Он расхохотался, видимо найдя мои вопрос слишком наивным, и ответил:
— Закопать всех живьем в землю — и дело с кондом! Какое еще нужно лечение?
Я не понял, серьезно он говорит или шутит. Видя мое недоумение, он добавил:
— И вообще, кому ты поможешь? Скажем, прокаженным помогли… А что делать с венериками? Куда девать трахомных? Куда отослать чахоточных? Если не смилостивится аллах, всем больным невозможно помочь!
Я только горько улыбнулся в душе.
Арсланбеков тоже вступил в разговор:
— Нельзя ли хотя бы запретить прокаженным женщинам рожать детей?

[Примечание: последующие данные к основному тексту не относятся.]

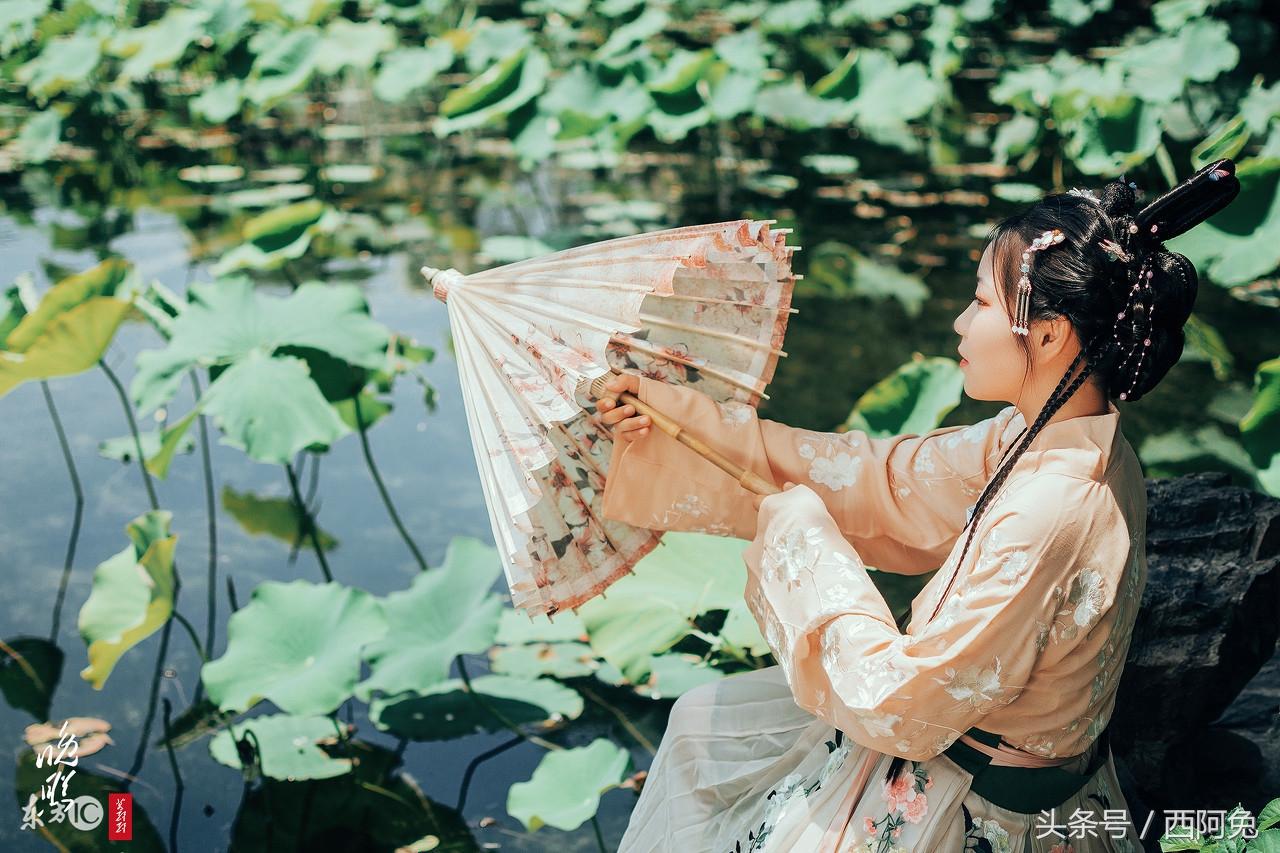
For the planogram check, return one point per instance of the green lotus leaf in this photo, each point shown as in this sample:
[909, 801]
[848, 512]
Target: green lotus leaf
[446, 710]
[1258, 106]
[18, 19]
[353, 45]
[675, 673]
[841, 272]
[270, 409]
[63, 63]
[113, 277]
[494, 41]
[496, 92]
[579, 100]
[649, 23]
[912, 400]
[565, 789]
[371, 410]
[278, 236]
[1112, 136]
[1160, 68]
[840, 82]
[69, 343]
[531, 660]
[1260, 428]
[374, 807]
[159, 44]
[791, 105]
[12, 310]
[277, 518]
[219, 101]
[446, 612]
[289, 746]
[132, 596]
[297, 644]
[1078, 12]
[286, 60]
[408, 69]
[653, 607]
[1240, 242]
[228, 319]
[740, 630]
[40, 136]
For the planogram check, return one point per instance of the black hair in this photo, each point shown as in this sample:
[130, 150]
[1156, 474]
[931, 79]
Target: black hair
[1111, 277]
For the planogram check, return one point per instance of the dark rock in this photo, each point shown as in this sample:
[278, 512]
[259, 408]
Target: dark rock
[1193, 724]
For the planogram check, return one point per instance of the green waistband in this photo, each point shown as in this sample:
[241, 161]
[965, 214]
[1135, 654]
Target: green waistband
[1028, 790]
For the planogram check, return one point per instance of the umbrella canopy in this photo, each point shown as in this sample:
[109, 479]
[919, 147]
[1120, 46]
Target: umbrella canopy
[702, 305]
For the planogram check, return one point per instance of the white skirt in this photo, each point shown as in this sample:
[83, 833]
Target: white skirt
[743, 769]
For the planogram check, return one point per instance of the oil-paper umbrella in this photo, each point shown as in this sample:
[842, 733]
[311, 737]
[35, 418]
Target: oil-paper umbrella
[702, 305]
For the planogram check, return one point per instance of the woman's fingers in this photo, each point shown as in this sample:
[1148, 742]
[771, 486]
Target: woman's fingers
[622, 418]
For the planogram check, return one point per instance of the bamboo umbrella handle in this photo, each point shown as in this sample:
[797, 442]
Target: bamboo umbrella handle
[746, 478]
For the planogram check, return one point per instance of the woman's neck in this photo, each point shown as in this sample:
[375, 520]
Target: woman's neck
[1087, 400]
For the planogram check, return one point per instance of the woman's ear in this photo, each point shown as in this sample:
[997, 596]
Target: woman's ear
[1052, 337]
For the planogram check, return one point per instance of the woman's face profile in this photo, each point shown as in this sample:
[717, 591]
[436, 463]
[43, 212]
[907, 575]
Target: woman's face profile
[993, 365]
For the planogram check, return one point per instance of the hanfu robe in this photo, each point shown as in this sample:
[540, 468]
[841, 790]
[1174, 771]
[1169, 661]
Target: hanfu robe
[1028, 643]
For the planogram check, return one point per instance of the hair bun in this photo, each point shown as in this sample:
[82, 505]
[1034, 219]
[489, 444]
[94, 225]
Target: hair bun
[1119, 197]
[1175, 284]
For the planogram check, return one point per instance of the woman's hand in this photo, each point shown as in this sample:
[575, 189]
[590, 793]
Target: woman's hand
[630, 425]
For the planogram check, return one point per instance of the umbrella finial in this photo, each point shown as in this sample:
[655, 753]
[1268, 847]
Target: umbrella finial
[439, 279]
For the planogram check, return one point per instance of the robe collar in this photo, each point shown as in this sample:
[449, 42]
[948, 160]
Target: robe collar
[1080, 446]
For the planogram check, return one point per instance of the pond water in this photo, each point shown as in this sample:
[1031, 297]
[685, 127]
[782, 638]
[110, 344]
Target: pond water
[434, 210]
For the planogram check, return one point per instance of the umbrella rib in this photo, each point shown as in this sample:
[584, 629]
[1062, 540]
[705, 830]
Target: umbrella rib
[688, 232]
[718, 301]
[711, 333]
[579, 282]
[635, 343]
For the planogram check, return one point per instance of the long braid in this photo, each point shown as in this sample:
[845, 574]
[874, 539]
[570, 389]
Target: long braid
[1065, 388]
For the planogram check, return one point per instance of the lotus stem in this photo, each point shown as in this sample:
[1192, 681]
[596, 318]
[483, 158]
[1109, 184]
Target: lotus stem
[382, 487]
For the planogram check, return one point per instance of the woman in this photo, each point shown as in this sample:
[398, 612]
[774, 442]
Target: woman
[983, 725]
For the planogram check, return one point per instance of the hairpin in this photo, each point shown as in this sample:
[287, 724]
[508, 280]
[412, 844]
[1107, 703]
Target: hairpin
[1114, 250]
[1022, 314]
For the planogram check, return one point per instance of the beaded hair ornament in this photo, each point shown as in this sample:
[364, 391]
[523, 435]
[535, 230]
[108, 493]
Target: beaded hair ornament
[1180, 209]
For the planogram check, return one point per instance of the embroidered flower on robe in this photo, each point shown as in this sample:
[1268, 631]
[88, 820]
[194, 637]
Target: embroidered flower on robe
[988, 830]
[833, 466]
[974, 684]
[880, 725]
[791, 555]
[1087, 593]
[735, 413]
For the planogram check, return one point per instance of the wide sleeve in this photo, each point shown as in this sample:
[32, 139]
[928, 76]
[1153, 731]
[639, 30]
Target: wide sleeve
[913, 694]
[900, 501]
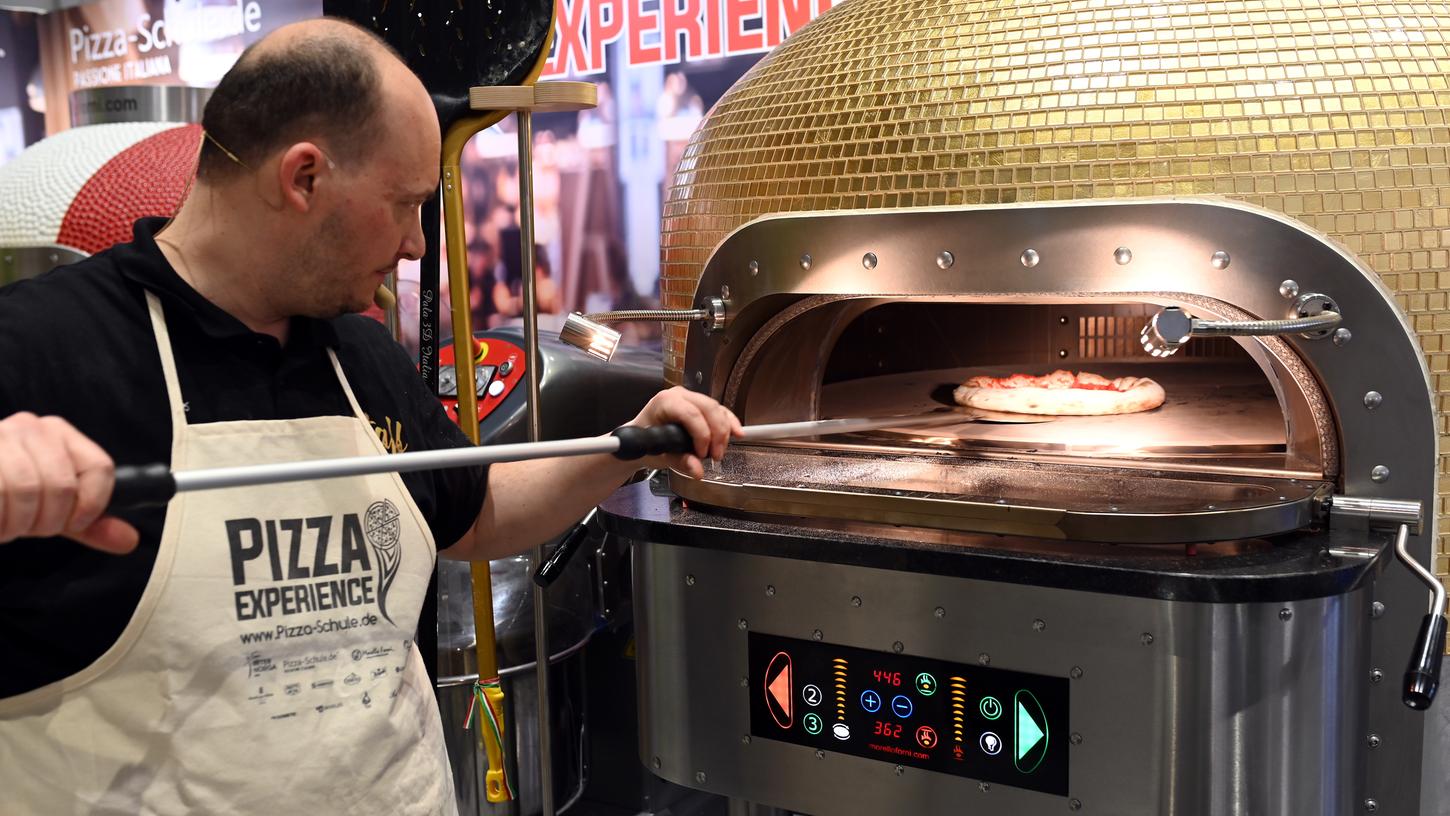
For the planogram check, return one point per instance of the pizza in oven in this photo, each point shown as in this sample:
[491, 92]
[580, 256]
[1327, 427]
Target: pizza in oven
[1060, 393]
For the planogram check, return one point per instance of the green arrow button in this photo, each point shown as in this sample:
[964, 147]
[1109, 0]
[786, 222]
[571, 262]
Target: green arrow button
[1027, 732]
[1030, 732]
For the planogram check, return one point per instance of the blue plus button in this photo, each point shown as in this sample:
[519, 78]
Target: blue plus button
[901, 706]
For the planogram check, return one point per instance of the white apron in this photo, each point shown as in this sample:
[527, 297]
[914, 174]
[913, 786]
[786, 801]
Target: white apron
[270, 665]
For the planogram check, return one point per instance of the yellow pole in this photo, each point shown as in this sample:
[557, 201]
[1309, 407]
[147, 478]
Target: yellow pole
[454, 141]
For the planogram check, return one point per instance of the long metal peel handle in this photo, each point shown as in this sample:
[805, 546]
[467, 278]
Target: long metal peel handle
[154, 484]
[1423, 676]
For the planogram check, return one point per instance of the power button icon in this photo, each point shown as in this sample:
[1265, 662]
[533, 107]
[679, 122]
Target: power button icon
[991, 708]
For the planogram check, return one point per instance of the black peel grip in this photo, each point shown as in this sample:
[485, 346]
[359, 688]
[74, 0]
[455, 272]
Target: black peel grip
[1423, 677]
[141, 486]
[558, 560]
[638, 442]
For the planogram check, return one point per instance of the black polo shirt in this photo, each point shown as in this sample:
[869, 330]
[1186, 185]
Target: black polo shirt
[77, 342]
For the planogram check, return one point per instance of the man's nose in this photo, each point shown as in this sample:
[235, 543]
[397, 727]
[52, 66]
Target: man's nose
[413, 244]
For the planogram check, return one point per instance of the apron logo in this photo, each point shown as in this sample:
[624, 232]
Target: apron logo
[383, 532]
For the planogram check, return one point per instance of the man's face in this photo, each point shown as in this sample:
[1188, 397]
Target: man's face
[367, 222]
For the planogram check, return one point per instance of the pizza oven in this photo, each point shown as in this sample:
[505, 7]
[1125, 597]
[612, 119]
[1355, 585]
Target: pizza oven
[885, 313]
[1194, 609]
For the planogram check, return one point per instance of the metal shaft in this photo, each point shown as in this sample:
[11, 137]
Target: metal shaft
[245, 476]
[531, 351]
[1437, 589]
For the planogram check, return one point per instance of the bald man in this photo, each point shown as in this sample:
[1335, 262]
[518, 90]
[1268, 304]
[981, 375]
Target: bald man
[251, 650]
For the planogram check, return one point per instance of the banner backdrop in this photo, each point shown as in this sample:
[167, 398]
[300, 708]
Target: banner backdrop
[599, 176]
[148, 42]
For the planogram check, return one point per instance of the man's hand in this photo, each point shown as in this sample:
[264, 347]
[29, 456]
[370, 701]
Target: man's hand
[708, 422]
[57, 481]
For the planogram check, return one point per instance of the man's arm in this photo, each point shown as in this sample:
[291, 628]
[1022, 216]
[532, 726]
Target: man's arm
[528, 503]
[57, 481]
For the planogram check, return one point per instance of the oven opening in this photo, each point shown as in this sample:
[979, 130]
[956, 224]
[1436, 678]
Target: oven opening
[1243, 444]
[909, 358]
[1231, 405]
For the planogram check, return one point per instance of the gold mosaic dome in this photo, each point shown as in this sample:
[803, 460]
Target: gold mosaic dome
[1331, 112]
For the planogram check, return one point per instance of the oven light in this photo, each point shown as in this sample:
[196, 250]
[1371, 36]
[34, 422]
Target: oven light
[595, 339]
[1166, 332]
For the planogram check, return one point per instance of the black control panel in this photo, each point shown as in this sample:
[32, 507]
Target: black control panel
[969, 721]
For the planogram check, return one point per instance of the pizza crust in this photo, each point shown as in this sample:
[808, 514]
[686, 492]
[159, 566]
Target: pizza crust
[1143, 394]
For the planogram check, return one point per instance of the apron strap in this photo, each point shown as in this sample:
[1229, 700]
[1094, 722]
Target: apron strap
[168, 368]
[347, 387]
[168, 363]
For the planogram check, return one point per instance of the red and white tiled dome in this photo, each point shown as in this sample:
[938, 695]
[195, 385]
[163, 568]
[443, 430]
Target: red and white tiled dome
[83, 189]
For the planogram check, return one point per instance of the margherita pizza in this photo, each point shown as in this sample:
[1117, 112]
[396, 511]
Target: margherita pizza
[1060, 393]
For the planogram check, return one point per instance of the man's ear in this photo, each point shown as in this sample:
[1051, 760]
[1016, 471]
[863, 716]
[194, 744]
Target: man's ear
[299, 171]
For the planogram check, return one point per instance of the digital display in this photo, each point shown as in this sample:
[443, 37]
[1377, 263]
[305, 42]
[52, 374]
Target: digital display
[969, 721]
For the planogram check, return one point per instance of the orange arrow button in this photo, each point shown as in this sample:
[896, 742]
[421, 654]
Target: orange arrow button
[777, 690]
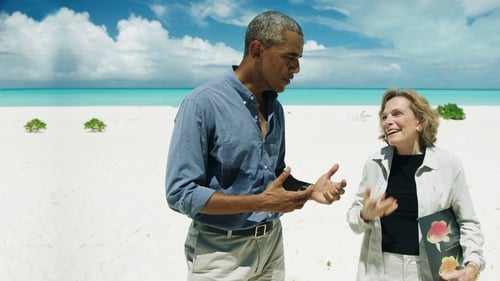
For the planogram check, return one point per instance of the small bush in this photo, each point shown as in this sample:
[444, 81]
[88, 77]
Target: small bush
[35, 126]
[94, 125]
[451, 111]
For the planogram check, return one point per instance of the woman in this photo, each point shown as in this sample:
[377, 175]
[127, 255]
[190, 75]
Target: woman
[405, 180]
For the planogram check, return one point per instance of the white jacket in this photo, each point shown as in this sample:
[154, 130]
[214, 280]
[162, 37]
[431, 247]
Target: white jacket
[440, 184]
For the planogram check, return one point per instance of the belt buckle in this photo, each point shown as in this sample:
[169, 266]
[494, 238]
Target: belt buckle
[260, 230]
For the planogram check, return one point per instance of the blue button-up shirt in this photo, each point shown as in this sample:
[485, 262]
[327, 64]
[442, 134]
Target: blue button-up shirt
[217, 146]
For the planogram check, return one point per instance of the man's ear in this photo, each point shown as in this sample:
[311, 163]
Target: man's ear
[255, 48]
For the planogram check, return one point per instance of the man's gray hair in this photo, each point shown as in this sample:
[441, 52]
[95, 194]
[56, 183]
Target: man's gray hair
[270, 29]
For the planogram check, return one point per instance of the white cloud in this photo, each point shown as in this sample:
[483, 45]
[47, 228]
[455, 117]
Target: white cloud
[158, 10]
[475, 8]
[430, 44]
[311, 45]
[69, 48]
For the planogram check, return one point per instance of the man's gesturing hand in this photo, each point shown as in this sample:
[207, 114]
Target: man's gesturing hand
[277, 199]
[326, 191]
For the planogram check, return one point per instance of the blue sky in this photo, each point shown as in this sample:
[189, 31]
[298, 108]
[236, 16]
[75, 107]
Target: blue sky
[158, 43]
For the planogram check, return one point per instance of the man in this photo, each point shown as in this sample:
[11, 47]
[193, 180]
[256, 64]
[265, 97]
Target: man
[226, 166]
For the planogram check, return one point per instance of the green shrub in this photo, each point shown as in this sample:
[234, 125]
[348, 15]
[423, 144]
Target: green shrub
[35, 126]
[94, 125]
[451, 111]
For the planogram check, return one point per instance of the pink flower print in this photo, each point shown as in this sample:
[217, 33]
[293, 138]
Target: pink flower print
[438, 232]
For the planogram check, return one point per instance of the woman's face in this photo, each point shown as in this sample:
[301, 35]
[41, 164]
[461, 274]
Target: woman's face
[401, 127]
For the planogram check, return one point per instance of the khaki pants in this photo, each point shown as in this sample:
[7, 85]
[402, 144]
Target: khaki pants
[213, 256]
[400, 267]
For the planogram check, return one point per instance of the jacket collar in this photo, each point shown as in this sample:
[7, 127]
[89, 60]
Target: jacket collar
[385, 155]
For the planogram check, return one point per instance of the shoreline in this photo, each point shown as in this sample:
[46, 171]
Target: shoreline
[91, 206]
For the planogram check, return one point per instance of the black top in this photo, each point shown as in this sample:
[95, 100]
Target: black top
[400, 229]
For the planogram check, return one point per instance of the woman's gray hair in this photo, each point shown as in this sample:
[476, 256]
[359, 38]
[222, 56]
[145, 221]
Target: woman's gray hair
[270, 29]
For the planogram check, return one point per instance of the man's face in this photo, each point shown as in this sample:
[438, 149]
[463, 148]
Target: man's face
[281, 62]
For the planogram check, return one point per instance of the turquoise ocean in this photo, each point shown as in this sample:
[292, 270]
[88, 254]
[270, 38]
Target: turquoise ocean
[174, 96]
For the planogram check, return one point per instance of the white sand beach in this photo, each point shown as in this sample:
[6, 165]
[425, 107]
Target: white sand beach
[84, 206]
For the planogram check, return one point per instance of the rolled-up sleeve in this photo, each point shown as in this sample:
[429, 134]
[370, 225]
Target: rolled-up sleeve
[471, 235]
[185, 181]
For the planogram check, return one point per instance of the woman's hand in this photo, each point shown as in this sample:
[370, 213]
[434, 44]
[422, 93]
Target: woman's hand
[377, 207]
[468, 273]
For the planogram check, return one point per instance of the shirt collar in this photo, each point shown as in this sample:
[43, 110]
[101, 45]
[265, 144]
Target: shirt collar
[269, 95]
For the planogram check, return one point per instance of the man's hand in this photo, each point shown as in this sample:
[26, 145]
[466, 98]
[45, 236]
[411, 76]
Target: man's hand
[377, 207]
[326, 191]
[277, 199]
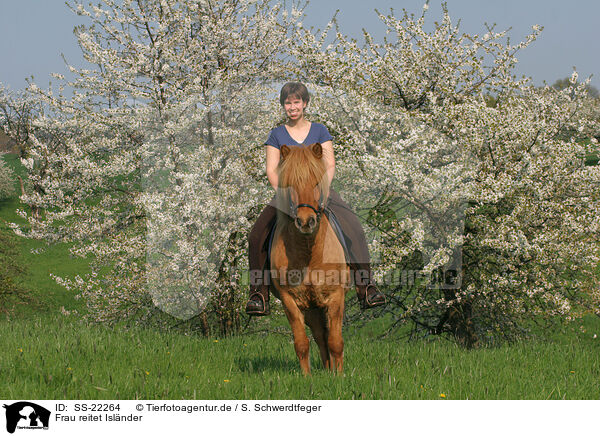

— Ха-ха-ха! — Сборщик впервые весело рассмеялся. — Как же запретишь? Муж, жена… Что же, поставить рядом нукера?
Полковник замолчал. Действительно, как запретишь? Скопище людей с самыми примитивными, грубыми инстинктами… Можно ли требовать от них человечности?
Я все не мог забыть стоящих на том берегу оборванных, жалких детей, представлял себе их страшные язвы и болячки, и меня буквально тошнило. Чтобы отвлечься, я спросил сборщика:
— Есть ли какие-нибудь правила сбора налогов?
Зякетчи вынул тыковку с насом[57]
, постукал ею по седлу и, достав щепотку, с гордым видом ответил:— Для нас закон — слово амлякдара. А для амлякдара — приказ бека… А все остальное зависит от его светлости эмира. Слово его — закон, желание — справедливость!
Должно быть, сборщик вдруг представил себе эмира, — рука его задрожала, и он рассыпал табак. Арсланбеков воспользовался тем, что сборщик немного отстал, и обратился ко мне:
— Он хорошо ответил: «Слово его — закон, желание— справедливость…» Вы, господин полковник, не ищите в Хиве и Бухаре законов и правил. Здесь нет никаких законов, кроме произвола, утвержденного временем и адатом.
Мы доехали до развилки. В это время с северной дороги показалась группа людей на верблюдах и ишаках. Один из них крикнул:
— Поворачивайте назад: дорога закрыта!
Сборщик податей, не останавливаясь, грозно ответил:
— Чего кричишь? Кто закрыл дорогу?
Вожак колонны, старик на огромном белом ишаке, подъехав ближе, склонил голову в знак приветствия и пояснил:
— Не ездите в ту сторону. Говорят, там началась драка между людьми бека и дайханами. Мост разрушили. И будто бы хватают всех, кто появится. Говорят, в Карши приехал сам его светлость кушбеги.
Посоветовавшись с полковником, я все же решил ехать вперед. Мой сап «таксыра» плюс уменье полковника Арсланбекова находить выход из самых сложных положений уже помогли нам преодолеть немало преград. Неужели теперь мы должны отступить?